"Hey, doc, I got a question for ya. I ate some dog medicine, and I just need to know if it's gonna kill me." These were the
words I was greeted with first thing Wednesday morning at the hospital. And coming from Butchee, those words made me laugh.
But he didn't see the humor in it. In fact, his face was twisted up a bit with worry.
Butchee's a big man, getting close to 50 and a hardworking farmer. I've known him for 20 years. He has a dog named Gator who
shares every mile and moment with him. Gator is a big yellow lab that's getting a little old.
Bo Brock DVM
Butchee's wife had brought Gator into the clinic on Monday, and my associate Dr. Dustin McElwee had dispensed some NSAIDs
for ol' Gator to combat the aches and pains that come from running around as a farm dog for nine years. Dustin told her to
put the pill in a piece of cheese or a meatball and Gator would just eat it up.
Crossing species at the kitchen counter
When Mrs. Butchee got home that evening, she was delighted to find a few of the meatballs from Sunday dinner in the fridge.
Perfect—Dr. McElwee had said to use a meatball and she just happened to have seven left.

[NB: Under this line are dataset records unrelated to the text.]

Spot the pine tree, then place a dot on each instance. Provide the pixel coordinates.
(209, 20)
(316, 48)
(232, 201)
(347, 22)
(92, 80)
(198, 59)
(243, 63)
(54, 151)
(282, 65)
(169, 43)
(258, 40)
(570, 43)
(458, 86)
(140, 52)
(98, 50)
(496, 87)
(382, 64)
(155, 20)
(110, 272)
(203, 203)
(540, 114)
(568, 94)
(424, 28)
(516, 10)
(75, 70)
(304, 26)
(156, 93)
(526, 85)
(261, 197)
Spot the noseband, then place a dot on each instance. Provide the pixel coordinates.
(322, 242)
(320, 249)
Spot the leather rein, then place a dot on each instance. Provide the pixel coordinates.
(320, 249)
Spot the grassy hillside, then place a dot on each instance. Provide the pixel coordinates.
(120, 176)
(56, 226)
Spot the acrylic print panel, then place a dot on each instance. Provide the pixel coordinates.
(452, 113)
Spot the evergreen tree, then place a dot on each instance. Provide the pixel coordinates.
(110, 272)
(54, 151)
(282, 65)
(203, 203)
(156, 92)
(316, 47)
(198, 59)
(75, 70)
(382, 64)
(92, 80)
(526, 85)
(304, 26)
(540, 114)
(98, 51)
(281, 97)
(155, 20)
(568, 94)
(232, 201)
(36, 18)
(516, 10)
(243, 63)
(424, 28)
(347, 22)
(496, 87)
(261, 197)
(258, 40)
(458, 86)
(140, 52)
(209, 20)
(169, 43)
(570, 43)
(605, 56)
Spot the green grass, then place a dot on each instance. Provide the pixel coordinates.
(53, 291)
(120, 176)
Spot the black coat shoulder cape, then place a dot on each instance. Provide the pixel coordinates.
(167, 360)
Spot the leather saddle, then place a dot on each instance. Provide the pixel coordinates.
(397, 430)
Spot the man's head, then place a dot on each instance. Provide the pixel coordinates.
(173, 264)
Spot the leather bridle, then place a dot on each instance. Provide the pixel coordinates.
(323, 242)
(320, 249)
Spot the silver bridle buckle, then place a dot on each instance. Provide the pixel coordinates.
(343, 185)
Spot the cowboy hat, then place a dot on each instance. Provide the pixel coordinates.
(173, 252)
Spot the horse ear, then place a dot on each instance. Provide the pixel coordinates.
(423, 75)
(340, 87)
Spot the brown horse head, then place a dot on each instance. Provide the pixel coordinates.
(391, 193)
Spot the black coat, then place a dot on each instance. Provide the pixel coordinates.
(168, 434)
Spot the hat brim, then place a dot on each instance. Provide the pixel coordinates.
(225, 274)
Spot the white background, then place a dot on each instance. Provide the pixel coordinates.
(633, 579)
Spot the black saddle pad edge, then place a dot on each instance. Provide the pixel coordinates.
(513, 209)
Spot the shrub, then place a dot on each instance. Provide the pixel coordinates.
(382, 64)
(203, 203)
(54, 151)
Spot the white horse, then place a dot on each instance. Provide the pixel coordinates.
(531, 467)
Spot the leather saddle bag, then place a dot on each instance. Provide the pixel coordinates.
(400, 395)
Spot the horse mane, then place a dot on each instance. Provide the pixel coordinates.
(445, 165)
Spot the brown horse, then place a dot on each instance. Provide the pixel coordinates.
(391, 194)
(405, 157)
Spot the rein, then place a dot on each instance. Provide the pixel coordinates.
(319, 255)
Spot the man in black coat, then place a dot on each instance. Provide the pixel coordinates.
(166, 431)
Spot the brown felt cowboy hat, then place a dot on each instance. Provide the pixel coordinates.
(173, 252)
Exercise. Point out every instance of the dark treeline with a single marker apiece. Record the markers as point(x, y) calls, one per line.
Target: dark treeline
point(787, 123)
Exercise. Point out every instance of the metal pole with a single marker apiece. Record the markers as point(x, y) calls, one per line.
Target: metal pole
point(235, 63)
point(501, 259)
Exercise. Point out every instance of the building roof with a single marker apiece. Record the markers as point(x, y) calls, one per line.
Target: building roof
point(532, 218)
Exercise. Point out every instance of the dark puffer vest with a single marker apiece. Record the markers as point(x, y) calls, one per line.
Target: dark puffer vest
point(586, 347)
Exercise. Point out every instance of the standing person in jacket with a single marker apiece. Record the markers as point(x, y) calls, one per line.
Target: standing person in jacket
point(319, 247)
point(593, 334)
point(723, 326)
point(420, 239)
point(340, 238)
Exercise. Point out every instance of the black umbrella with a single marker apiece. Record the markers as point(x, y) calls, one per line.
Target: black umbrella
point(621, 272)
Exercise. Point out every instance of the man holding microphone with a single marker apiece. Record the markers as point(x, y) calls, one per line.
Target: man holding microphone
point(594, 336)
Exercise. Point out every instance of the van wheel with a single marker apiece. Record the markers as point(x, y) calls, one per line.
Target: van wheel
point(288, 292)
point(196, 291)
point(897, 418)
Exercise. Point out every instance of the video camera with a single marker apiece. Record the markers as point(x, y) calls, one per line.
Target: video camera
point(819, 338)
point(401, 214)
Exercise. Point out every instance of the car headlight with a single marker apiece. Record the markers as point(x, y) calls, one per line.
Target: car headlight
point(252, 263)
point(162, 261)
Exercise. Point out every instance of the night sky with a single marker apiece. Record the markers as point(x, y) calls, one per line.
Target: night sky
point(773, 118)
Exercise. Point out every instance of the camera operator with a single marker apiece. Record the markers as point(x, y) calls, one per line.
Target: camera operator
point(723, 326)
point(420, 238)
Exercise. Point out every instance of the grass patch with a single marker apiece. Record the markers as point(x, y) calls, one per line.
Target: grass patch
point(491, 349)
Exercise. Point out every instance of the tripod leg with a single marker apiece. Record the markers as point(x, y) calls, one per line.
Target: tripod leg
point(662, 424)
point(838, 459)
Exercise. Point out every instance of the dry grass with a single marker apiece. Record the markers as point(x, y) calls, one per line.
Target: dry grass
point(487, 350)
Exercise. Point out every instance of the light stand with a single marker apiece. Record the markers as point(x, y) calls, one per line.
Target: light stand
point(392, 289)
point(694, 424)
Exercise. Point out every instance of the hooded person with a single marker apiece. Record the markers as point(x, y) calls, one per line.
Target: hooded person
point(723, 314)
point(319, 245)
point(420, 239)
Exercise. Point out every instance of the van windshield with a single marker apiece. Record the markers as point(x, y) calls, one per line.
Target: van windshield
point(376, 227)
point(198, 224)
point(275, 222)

Mrs. Butchee took one out and poked a pill into it. She was about to take it to Gator when her mother called on the phone.
Mrs. Butchee rushed out to help her mom do something right then, leaving one spiked meatball and six normal meatballs sitting
on the counter.
A little while later, Butchee came home after a hard day's work and saw seven meatballs just begging to be eaten. He did.
When Mrs Butchee came home, she forgot all about the dog pain pills and the meatballs. Besides, Butchee had cleaned up the
mess, so there was nothing to remind her.